Result: Future sessions know what was being worked on and why!

Example 3: Original Approach

Scenario: User starts new session, previous session queued 3 items

Action:

  1. Check .memory-queue.jsonl exists
  2. Read 3 items
  3. Invoke mcp__memory-store__record for each
  4. Clear queue
  5. Report: "💾 Saved 3 items to Memory Store (session start, 2 file changes)"

Example 2: File Changes

Scenario: User edits 5 files rapidly, hooks queue each

Action:

  1. After user's next message, check queue
  2. Find 5 items
  3. Process all 5
  4. Report: "💾 Saved 5 file changes to Memory Store"

Example 3: Empty Queue

Scenario: No queued items

Action:

  1. Check file (doesn't exist or empty)
  2. Skip processing
  3. Continue normally (no report needed)

Reporting Format

When items processed, always tell the user:

  • 1-2 items: "💾 Saved to Memory Store: [brief description]"
  • 3-5 items: "💾 Saved 4 items to Memory Store (session, 3 files)"
  • 6+ items: "💾 Saved 8 items to Memory Store"

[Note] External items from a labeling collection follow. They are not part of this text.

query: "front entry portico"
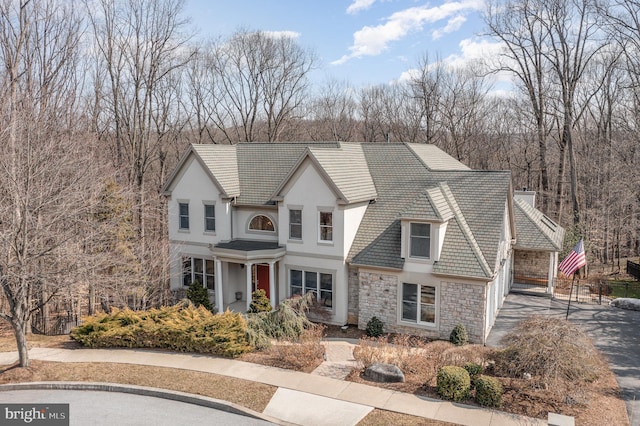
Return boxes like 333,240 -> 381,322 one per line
211,240 -> 285,312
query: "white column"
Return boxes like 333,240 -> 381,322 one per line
244,262 -> 253,311
215,259 -> 224,314
547,252 -> 556,296
269,260 -> 276,309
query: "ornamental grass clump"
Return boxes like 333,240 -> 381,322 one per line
475,375 -> 504,408
71,303 -> 253,357
494,316 -> 604,384
436,365 -> 471,401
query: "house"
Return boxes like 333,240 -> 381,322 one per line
164,142 -> 561,343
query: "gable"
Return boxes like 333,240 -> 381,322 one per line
514,199 -> 565,252
272,143 -> 377,204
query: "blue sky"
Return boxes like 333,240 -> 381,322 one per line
186,0 -> 496,86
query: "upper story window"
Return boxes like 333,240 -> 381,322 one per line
178,203 -> 189,229
320,212 -> 333,241
289,209 -> 302,240
409,223 -> 431,259
249,215 -> 276,232
204,204 -> 216,231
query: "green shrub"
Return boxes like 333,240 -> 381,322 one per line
365,317 -> 384,337
247,289 -> 273,314
464,362 -> 484,387
71,304 -> 253,357
436,365 -> 471,401
475,376 -> 503,407
494,315 -> 606,384
187,280 -> 213,312
449,324 -> 469,346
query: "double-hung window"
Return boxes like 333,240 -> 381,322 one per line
409,223 -> 431,259
402,283 -> 436,324
289,269 -> 333,308
178,203 -> 189,229
204,204 -> 216,232
320,212 -> 333,241
182,257 -> 215,290
289,209 -> 302,240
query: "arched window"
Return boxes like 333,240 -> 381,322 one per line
249,215 -> 276,232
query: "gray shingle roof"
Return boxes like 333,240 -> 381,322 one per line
309,142 -> 377,203
165,142 -> 552,278
400,187 -> 453,222
349,144 -> 511,278
191,144 -> 240,198
513,199 -> 564,251
235,142 -> 338,205
407,143 -> 471,170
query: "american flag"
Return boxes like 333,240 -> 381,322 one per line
558,239 -> 587,276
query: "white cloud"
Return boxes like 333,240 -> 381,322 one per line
347,0 -> 376,15
431,15 -> 467,40
333,0 -> 484,65
262,31 -> 300,38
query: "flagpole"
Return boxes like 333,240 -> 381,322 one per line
564,273 -> 576,320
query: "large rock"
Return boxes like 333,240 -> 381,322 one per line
609,297 -> 640,311
364,363 -> 404,383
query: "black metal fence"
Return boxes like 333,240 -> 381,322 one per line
627,260 -> 640,280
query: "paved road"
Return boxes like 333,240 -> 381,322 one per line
0,390 -> 272,426
487,293 -> 640,426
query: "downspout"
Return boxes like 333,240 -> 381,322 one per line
229,197 -> 236,241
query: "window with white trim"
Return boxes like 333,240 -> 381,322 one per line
289,269 -> 333,308
409,223 -> 431,259
182,256 -> 215,290
249,215 -> 276,232
401,283 -> 436,325
178,203 -> 189,229
320,212 -> 333,241
289,209 -> 302,240
204,204 -> 216,232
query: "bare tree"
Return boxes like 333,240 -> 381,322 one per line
485,0 -> 550,211
0,0 -> 98,367
203,30 -> 315,143
409,54 -> 446,143
87,0 -> 191,242
304,80 -> 357,141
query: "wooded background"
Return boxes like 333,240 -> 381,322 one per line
0,0 -> 640,340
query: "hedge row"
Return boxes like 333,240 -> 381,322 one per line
71,304 -> 253,357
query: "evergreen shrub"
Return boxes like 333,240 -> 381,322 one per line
365,317 -> 384,337
475,376 -> 503,407
449,324 -> 469,346
436,365 -> 471,401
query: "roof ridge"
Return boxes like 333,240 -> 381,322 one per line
514,197 -> 562,250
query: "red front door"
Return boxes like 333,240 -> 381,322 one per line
256,265 -> 271,299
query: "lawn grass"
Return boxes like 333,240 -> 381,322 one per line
608,281 -> 640,299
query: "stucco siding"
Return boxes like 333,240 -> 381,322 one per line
358,270 -> 486,343
513,250 -> 549,279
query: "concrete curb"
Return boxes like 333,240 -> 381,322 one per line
0,382 -> 291,426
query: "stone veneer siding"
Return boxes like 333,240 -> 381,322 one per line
358,272 -> 486,343
440,281 -> 486,343
513,250 -> 549,279
347,266 -> 360,324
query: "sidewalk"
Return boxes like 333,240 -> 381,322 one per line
0,342 -> 547,426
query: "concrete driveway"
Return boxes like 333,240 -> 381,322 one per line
487,293 -> 640,426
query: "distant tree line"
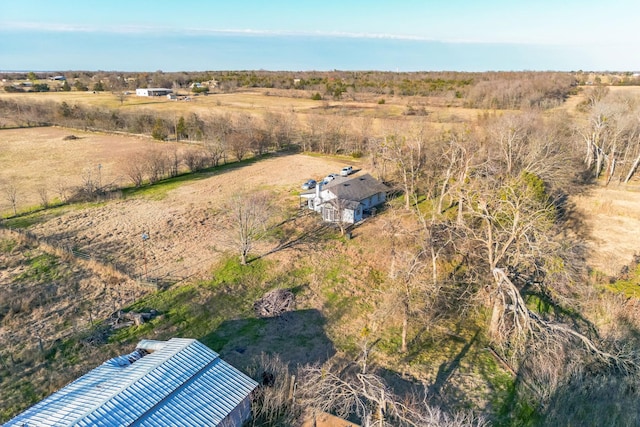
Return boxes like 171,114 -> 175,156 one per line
0,70 -> 576,109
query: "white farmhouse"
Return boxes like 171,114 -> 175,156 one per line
300,174 -> 389,224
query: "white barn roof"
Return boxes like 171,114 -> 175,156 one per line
5,338 -> 257,427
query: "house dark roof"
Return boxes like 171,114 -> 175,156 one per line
322,174 -> 389,202
5,338 -> 257,427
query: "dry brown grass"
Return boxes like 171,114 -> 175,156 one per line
573,187 -> 640,275
0,127 -> 202,215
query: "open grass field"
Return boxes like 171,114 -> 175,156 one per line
0,127 -> 205,215
0,81 -> 640,424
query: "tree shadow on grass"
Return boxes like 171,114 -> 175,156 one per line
199,309 -> 336,368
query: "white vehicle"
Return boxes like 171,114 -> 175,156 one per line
322,173 -> 338,184
340,166 -> 353,176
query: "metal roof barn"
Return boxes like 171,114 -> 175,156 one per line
5,338 -> 258,427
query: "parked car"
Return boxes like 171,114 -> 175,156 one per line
302,179 -> 317,190
340,166 -> 353,176
322,173 -> 338,184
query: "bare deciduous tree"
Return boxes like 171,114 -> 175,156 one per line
226,192 -> 272,265
36,184 -> 49,209
298,365 -> 486,427
2,179 -> 18,215
122,155 -> 147,187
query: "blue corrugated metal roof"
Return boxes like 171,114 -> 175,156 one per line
5,338 -> 257,427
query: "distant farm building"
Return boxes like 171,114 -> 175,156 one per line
136,87 -> 173,96
5,338 -> 258,427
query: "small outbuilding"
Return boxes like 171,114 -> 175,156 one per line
5,338 -> 258,427
136,87 -> 173,96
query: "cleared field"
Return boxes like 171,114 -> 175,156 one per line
0,88 -> 483,128
573,187 -> 640,276
0,127 -> 202,215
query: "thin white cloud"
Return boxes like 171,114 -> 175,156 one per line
0,21 -> 560,45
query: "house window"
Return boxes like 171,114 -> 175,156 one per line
323,208 -> 336,222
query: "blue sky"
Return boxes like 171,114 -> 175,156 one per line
0,0 -> 640,71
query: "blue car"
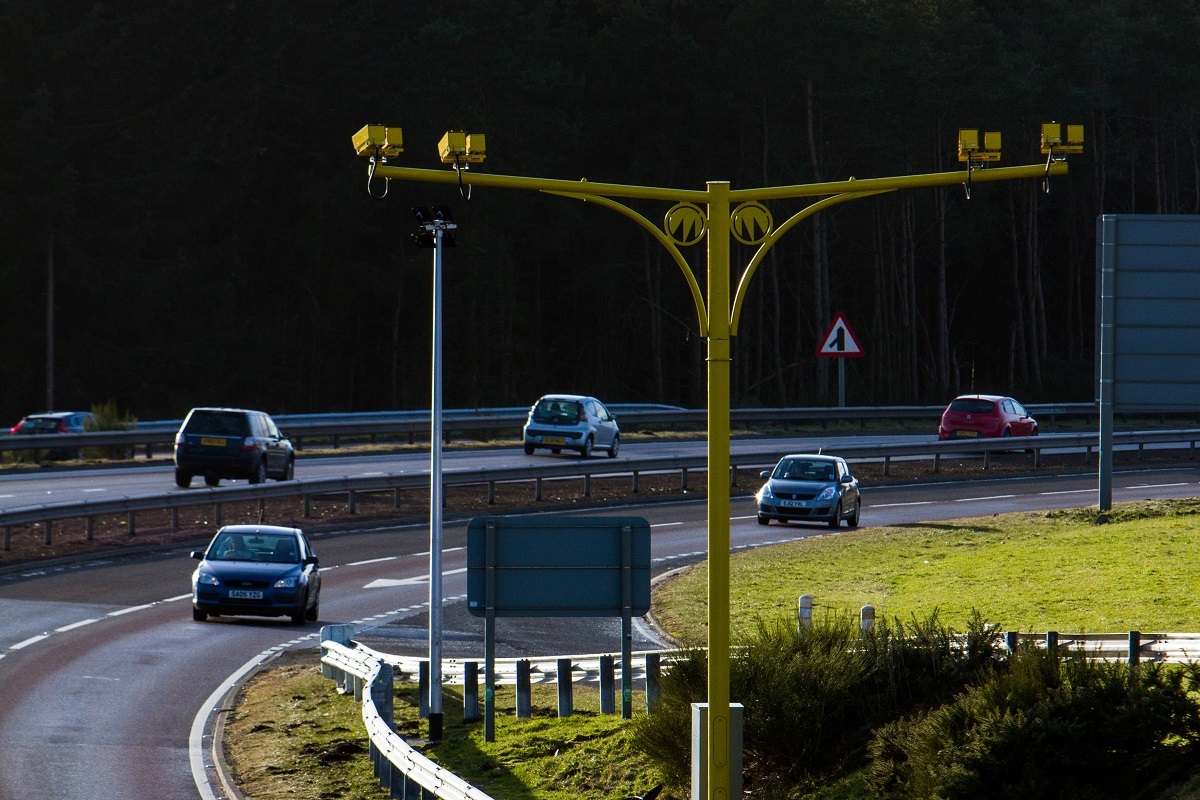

Keep it brief - just confirm what was saved, don't interrupt their workflow.

Integration with Hooks

Hooks use queue-memory.sh instead of outputting signals:

Old approach (didn't work):

cat <<EOF
{
  "additionalContext": "🤖 MEMORY_STORE_AUTO_RECORD: {...}"
}
EOF

New approach (works):

bash "${CLAUDE_PLUGIN_ROOT}/scripts/queue-memory.sh" \
  --memory "Session started..." \
  --background "Project: mem-plugin..." \
  --importance "normal"

Advantages

  1. Bypasses visibility issue - File-based, not conversation-based
  2. Reliable - Files persist across Claude Code restarts
  3. Auditable - Can inspect .memory-queue.jsonl manually
  4. Batching - Process multiple items efficiently
  5. Resilient - Failures don't lose data (re-process on next check)

Error Handling

If processing fails:

  • Keep items in queue for retry
  • Log error to .memory-queue-errors.log
  • Don't block user workflow
  • Retry on next session/check

If auth fails:

  • Keep all items in queue
  • Warn user once: "Memory Store authentication needed"
  • Don't spam warnings on every check

Testing

To verify this skill works:

  1. Manually queue an item:

    ./scripts/queue-memory.sh --memory "Test item" --background "Testing queue" --importance "low"
    
  2. Trigger skill: Say: "Check for queued memories"

  3. Verify processing:

    • Queue file should be empty
    • Item should be in Memory Store
    • Can retrieve with recall

Success criteria: ✓ Item queued, processed, retrievable, queue cleared


💡 Pro Tip: This queue-based approach is MORE reliable than signal-based because it persists data to disk and doesn't depend on conversation context visibility!